What a user named “Tester” looks like from a sample enviroCar database.
What the same user looks like in Linked Data !
Key Uses and Importance of this Project
This project is massively important and comes with numerous uses and benefits. It is important to understand why one needs to convert the data into another form and see it as LOD .
- It makes the enviroCar data more connected to and consistent with datasets in the outside world. Suppose a user of OSM is using geographic location. Linking this geographic location to enviroCar data will provide the user with additional information about traffic data and estimates of pollution at his/her (or given) location!
- It provides interchangeability and flexibility to the data, from which softwares can modify to their specific need.
- It makes collecting data from the web for analysis projects much easier. This is a huge boost for data scrapers and developers who have to normalize data from different sources.
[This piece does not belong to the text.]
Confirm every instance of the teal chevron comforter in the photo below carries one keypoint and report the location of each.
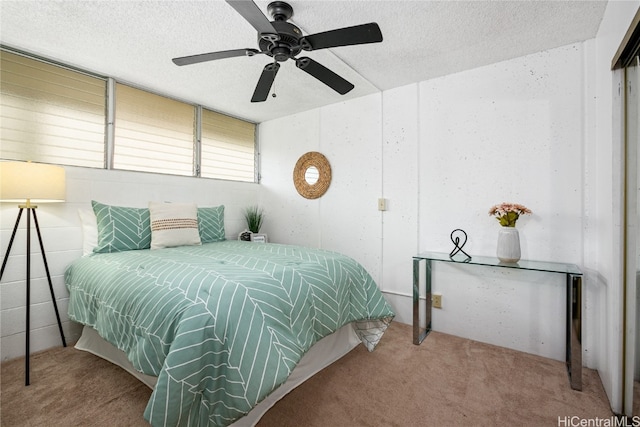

For example, suppose we are crawling through data and hit upon an entity described as “BMW”. If it only is a name, the computer has no way of finding out more information about the entity and gets stuck. If it is represented as a URI, we can find more information about its entity description and delve further into its part, properties and so on.
The Journey so far
When we started out, my summer of code Mentor and I discussed the project and planned three phases.
- Pull the data from MongoDB, convert it and store it into the other database.
- Make sure both databases are in sync with each other, so that when additional tracks get created and stored, they should get transferred to the other data store.
- Deploy a running endpoint responding to queries.
During the thirteen weeks, the following three phases actually happened.
- Extract the data into RDF dumps and upload it to a SPARQL server.
- Prevent hackers and unauthorized users from adding data to our Fuseki server.
- Implement autolinking of Open Data with other data sets, for e.g., linking city segment data with LinkedGeodata‘s dataset.
Hence the path deviated from the original one a fair bit. The goals were adjusted in a SCRUM style. Throughout the journey we have gained immense knowledge about architecting such a system, what are the challenges for a particular outcome and which advantages and disadvantages do the existing packages have.
- We discovered that Apache Jena Fuseki doesn’t secure applications the way it mentions, hence we have shifted to a method of sitting behind a reverse proxy, as advised by our mentor.
- In Christian Autermann‘s enviroCar server design, an entity, such as User, is an interface rather than a base class in the enviroCar code. This provides more flexibility to implement structures for data dumps.
The journey ahead
Thinking about a system for a long time gave me the opportunity to gain insights on the system we are trying to build and how it would develop in the future. Also it will help users to build new exciting features and applications around the project
Features like in built configurations for SPARQL servers , option to switch between on the fly updates and RDF dumps and full fledged automatic data linking are features that come up first and not far away from implementation
It’s been a long thirteen weeks with amazing learning and knowledge gained. I have to give credit to my Mentor Mr.Carsten Kessler for being a fantastic mentor and helping me out in the world of Linked Data and Spatial Semantics. Also, I would like to thank Daniel for his well planned use of Trello and constantly watching over and helping out throughout the course of the summer. There are some very talented people at 52°North and fantastic projects. I am glad I found this community. It’s come to an end all to soon and I have learned many lessons. A heartfelt thanks to all!